Question

Suppose an antibiotic has been shown to be 70% effective against a common bacterium. If the antibiotic is given to five unrelated individuals with the bacteria,

a. What is the probability that it will be effective in exactly 3 individuals?

b. What is the probability that it will be effective in all five?

c. What is the probability that the antibiotic will be effective in none of the five?

d. What is the mean (expected) number of patients (out of five) in whom the antibiotic is effective? What is the cariance in the number of successes?

Answer 1

To find the probabilities, we can use the binomial distribution formula. The probability of the antibiotic being effective in exactly 3 individuals is approximately 0.309. The probability of it being effective in all five individuals is approximately 0.168. The probability of it being effective in none of the five individuals is also approximately 0.168. The mean number of patients in whom the antibiotic is effective is 3.5, and the variance is 0.315.

Step-by-step explanation:

To calculate the probabilities, we can use the binomial distribution formula. Let's define some variables:

• n = number of individuals (5 in this case)
• p = probability of success (70% or 0.7)
• x = number of individuals for which the antibiotic is effective (3 for part a, 5 for part b)

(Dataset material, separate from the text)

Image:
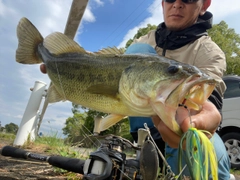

a. To find the probability that the antibiotic is effective in exactly 3 individuals, we can use the formula: P(X = x) = (nCx) * (p^x) * ((1-p)^(n-x)). Plugging in the values, we get: P(X = 3) = (5C3) * (0.7^3) * ((1-0.7)^(5-3)). Simplifying, we get P(X = 3) = 10 * 0.343 * 0.09 = 0.3087, or approximately 0.309.

b. To find the probability that the antibiotic is effective in all five individuals, we can use a similar formula: P(X = x) = (nCx) * (p^x) * ((1-p)^(n-x)). Plugging in the values, we get: P(X = 5) = (5C5) * (0.7^5) * ((1-0.7)^(5-5)). Simplifying, we get P(X = 5) = 1 * 0.16807 * 1 = 0.16807, or approximately 0.168.

c. To find the probability that the antibiotic is effective in none of the five individuals, we can again use the formula: P(X = x) = (nCx) * (p^x) * ((1-p)^(n-x)). Plugging in the values, we get: P(X = 0) = (5C0) * (0.7^0) * ((1-0.7)^(5-0)). Simplifying, we get P(X = 0) = 1 * 1 * 0.16807 = 0.16807, or approximately 0.168.

d. The mean (expected) number of patients in whom the antibiotic is effective can be found using the formula: E(X) = n * p. Plugging in the values, we get: E(X) = 5 * 0.7 = 3.5. Therefore, the expected number of patients in whom the antibiotic is effective is 3.5.

The variance in the number of successes can be calculated using the formula: Var(X) = n * p * (1-p). Plugging in the values, we get: Var(X) = 5 * 0.7 * (1-0.7) = 1.05 * 0.3 = 0.315. Therefore, the variance in the number of successes is 0.315.